Manager José Samuel Ponce likes to say that the coffee beans for the traditional Cuban espresso come straight “from the tree to you.”
Guests at Cuban Island can get their island fix in the form of sugar-sweetened café Cubano for an afternoon pick-me-up or a classic dish of ropa vieja, a tomato-stewed beef, alongside dishes of sweet, caramelized plantains and congris, black beans and rice.
Ponce runs the cafe, which was voted one of the top 25 Cuban restaurants in America in 2023 by enjoytravel.com, with his sister, who serves guests, and brother-in-law, who works as the chef.
He and his family are Honduran but have honed their craft over the past 14 years, learning from the previous owners, Estela Gonzalez and her husband, Manuel Hidalgo, who fled Cuba in 1994.
Cuban Island opened in 2010, and while Gonzalez and her husband have retired from the business, Ponce and his family keep the kitchen pass churning with dishes made from the recipes that Gonzalez learned from her grandmother growing up on the Caribbean’s largest island.
Dessert is also an homage to the Gonzalez’s culinary legacy and includes postres of flan and varieties of tres leches cake in tropical-forward fruits like pineapple and coconut, and a nod to the cacao plant in chocolate pineapple.
Cuban Island is an experience in and of itself.
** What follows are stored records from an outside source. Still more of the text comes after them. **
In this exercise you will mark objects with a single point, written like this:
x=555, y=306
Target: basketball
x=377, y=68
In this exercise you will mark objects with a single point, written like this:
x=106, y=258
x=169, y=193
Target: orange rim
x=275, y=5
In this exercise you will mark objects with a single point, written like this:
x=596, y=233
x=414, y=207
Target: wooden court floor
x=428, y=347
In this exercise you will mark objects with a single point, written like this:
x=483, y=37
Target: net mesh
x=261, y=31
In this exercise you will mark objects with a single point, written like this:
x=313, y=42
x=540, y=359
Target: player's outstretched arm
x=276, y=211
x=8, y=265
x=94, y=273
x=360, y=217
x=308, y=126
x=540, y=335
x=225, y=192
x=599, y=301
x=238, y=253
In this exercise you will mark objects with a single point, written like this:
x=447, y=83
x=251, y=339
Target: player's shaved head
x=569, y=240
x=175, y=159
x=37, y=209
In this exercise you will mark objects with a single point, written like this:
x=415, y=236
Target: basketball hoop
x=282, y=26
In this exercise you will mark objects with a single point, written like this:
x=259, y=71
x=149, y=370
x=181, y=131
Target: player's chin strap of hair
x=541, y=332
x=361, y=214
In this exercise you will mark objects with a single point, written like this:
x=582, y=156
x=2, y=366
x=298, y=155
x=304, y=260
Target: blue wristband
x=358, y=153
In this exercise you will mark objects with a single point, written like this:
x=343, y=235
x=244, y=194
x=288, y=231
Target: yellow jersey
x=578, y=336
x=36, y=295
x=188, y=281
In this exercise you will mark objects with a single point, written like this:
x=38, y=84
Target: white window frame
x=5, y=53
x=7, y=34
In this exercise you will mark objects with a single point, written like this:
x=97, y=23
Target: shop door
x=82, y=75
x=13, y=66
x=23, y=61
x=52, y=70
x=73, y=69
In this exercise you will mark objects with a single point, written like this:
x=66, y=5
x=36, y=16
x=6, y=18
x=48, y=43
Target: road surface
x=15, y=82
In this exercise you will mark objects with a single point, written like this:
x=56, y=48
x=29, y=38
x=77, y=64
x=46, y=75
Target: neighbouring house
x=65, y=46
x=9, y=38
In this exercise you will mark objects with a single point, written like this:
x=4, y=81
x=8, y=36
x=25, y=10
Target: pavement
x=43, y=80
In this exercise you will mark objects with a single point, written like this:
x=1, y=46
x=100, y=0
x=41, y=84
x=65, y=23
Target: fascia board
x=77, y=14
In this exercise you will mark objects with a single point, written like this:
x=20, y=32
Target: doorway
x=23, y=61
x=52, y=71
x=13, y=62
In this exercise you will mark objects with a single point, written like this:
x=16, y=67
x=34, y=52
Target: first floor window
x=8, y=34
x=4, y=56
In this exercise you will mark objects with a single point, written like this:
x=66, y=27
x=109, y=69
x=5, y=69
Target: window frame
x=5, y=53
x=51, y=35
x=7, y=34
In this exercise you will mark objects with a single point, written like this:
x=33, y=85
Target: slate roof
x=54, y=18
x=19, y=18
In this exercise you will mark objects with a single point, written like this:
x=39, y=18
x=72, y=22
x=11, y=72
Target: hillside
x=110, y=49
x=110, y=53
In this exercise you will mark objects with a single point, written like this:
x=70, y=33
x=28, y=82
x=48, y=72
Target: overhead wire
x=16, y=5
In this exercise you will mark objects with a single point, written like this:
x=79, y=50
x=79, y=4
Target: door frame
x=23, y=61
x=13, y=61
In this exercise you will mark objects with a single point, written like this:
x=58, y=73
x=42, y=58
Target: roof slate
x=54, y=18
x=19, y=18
The philodendron in the restaurant is also notably 14 years old, and its verdant tendrils have grown to encompass a large part of the dining area along with other greenery that adorns the space.
Don’t be surprised if you feel an ocean breeze through your hair as the aroma of espresso wafts through the air and you start chair dancing to the salsa on the stereo system.
Music to eat by
Food is an ambassadorial gateway to any culture, introducing traditions and history through gastronomy, but la música is also an important part of Latin life. Latin music particularly has served as a revival of Latino identity in the United States according to the Smithsonian Folk Life Festival. If you’ve boogied to Bad Bunny, shaken your hips to vintage or the new wave of chicha, or danced the salsa, there’s no denying the influence of Latin music on American mainstream culture. Here are some suggestions for sonic ways to connect with the Latin vibe .
Puerto Rico
- Reggaeton, a mashup of reggae, dancehall, hip-hop, salsa, and bomba — a type of music developed by enslaved Africans and their descendants in sugar plantations along coastal towns.
- Artists: Ja Balvin, Dua Lipa, Bad Bunny, Tainy
- Song: Un día
Peru
- Chicha, a sonic mash-up of traditional Andean melodies, Cuban percussion, electric guitars, and guttural synthesizers accented with hints of surfer and psychedelic rock. Chicha music came about in the 1960s and ’70s with the Peruvian oil boom.
- Artist: Give the band Chicha Libre and its recent release Tequila y Aguardiente a listen for a taste of chicha music.
El Salvador
- Cumbia/Merengue
- Artist: Orquesta San Vicente is known for playing a distinctly Salvadoran kind of cumbia. Live audiences love them and it’s easy to see why the urge to get up and dance is undeniable given the smooth vocals of late lead singer Tito Flores, who died in 2018, paired with jovial blares of a brass held together with a staccato rhythm section.
Peru
- Cumbia: Terror/Cactus plays a more modern version of cumbia. One of the recently released tracks, “Cumbia Obsidiana,” from the album “Forastero” leans heavy on the synth but doesn’t reject its roots in cumbia rhythms.
Cuba
- Afro-Cuban folklore and American jazz: Vintage Cuban rhythms of Irakere’s “Bacalao con pan” released in 1974 reference the scarcity of food at the time when there was little else to eat to besides bread and codfish. Pianist Chucho Valdés formed the band with other icons of Latin music like Paquito D’Rivera. Irakere is the Yoruba word for “forest” or “vegetation.”